Breaking into an Ongoing Conversation

  • Listen actively -- nod, look directly at others, say "uh-huh."
  • Wait for a natural pause in the conversation.
  • Raise your voice slightly to signal others you wish to speak.
  • Use your body -- lean forward into the conversational arena; use hand gestures; touch the person to whom you wish to speak.
  • State an opinion, "I think that..." or ask a question, "What about..."
  • Use the person's name to gain attention, "Bill, I also think..."
  • "Excuse me, may I join you?"
  • "I don't know exactly what you're talking about, but it sounds fascinating."

Resisting Interruption

  • Raise your voice slightly to signal that you would like to finish your comment.
  • Repeat your opening phrase so that you don't lose your train of thought, "I think...but I do think that..."
  • Continue talking without hesitation; engage in parallel talking for a short while.
  • Don't look at the interrupter; look at those who are attentive.
  • Ask the interrupter to wait until you have finished your statement, "I think the best thing to do would... please wait a minute... would be to start a new program."
  • Hold up your hand or touch the person to signal that you would like the interrupter to stop.
  • Pause briefly, then quickly resume your comment, "I think that... the new program idea is a good one."
  • If interruption is a question, briefly reply and resume comment.
  • "I'll be back to that in a minute."
  • If you do not want to agree to the person's original request, but still desire to help her/him out, offer a compromise: "I will not be able to baby sit the whole afternoon, but I can sit for two hours."
  • You can change your mind and say "no" to a request you originally said "yes" to. All the above applies to your change of mind.

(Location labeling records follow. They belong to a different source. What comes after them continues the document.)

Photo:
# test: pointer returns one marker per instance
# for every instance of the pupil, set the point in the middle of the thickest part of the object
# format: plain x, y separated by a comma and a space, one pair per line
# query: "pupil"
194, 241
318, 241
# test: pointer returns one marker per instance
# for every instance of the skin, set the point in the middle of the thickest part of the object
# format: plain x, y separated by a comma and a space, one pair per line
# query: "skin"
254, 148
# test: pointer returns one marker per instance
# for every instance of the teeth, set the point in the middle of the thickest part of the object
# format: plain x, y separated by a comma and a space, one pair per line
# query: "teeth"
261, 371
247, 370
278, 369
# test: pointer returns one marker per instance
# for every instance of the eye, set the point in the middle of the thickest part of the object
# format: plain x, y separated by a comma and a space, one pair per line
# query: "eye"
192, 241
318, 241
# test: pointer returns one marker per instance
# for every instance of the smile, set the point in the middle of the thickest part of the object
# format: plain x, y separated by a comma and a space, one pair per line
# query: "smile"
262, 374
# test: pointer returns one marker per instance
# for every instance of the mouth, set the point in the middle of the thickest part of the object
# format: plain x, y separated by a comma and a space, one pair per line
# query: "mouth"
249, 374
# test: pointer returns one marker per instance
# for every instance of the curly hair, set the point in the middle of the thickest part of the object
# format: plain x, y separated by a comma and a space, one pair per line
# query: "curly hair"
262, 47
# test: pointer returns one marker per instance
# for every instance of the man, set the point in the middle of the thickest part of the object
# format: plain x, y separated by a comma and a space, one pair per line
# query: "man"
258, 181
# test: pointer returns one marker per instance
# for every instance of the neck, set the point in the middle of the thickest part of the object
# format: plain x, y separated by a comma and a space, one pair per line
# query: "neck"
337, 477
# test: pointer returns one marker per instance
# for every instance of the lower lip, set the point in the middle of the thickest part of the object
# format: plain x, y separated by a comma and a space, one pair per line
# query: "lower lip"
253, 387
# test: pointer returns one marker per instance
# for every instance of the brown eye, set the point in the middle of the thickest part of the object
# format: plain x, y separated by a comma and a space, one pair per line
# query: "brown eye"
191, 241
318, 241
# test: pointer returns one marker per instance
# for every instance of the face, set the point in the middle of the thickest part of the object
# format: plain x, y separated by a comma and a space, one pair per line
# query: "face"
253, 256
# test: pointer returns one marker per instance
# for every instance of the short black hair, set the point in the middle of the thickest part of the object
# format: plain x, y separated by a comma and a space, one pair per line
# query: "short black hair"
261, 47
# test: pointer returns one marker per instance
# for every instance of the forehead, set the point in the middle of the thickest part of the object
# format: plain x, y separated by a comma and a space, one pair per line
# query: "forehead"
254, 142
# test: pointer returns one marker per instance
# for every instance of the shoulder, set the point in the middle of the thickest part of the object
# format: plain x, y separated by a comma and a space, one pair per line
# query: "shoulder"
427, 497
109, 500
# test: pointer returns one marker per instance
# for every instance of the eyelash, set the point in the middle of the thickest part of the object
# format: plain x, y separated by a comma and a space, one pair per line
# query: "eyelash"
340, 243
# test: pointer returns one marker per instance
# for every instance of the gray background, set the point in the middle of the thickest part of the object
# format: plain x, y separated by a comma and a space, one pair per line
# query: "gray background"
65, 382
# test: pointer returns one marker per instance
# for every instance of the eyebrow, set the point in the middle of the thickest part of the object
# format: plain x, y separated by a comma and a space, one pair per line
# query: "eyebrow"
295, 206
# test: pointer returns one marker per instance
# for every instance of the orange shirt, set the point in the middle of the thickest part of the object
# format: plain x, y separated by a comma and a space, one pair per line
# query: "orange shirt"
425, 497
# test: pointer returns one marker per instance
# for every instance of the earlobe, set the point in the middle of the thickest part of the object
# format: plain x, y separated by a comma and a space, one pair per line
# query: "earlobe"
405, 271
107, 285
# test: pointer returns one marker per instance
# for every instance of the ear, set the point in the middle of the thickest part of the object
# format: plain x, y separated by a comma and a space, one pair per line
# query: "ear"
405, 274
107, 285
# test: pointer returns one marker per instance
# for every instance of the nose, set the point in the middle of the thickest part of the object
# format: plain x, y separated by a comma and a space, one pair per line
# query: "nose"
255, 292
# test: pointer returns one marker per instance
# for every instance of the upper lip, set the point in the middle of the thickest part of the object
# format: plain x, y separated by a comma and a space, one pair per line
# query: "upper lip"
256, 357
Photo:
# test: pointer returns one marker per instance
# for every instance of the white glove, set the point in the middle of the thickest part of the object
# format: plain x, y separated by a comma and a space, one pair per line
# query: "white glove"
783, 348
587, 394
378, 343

Each One of Us Has the Right to...

  • Say no to a request.
  • Not give other people reasons for every action we take.
  • Stop others from making excessive demands on us.
  • Ask other people to listen to our point of view when we speak to them.
  • Ask other people to correct errors they made which effect us.
  • Change our minds.
  • Ask other people to compromise rather than get only what they want.
  • Ask other people to do things for us.
  • Persist in making a request if people won't respond the first time.
  • Be alone if we wish.
  • Maintain our dignity in relationships.
  • Evaluate our own behaviors and not just listen to evaluations that others offer.
  • Make mistakes and accept responsibility for them.
  • Avoid manipulation by other people.
  • Pick our own friends without consulting our parents, peers, or anyone else.
  • Let other people know how we are feeling.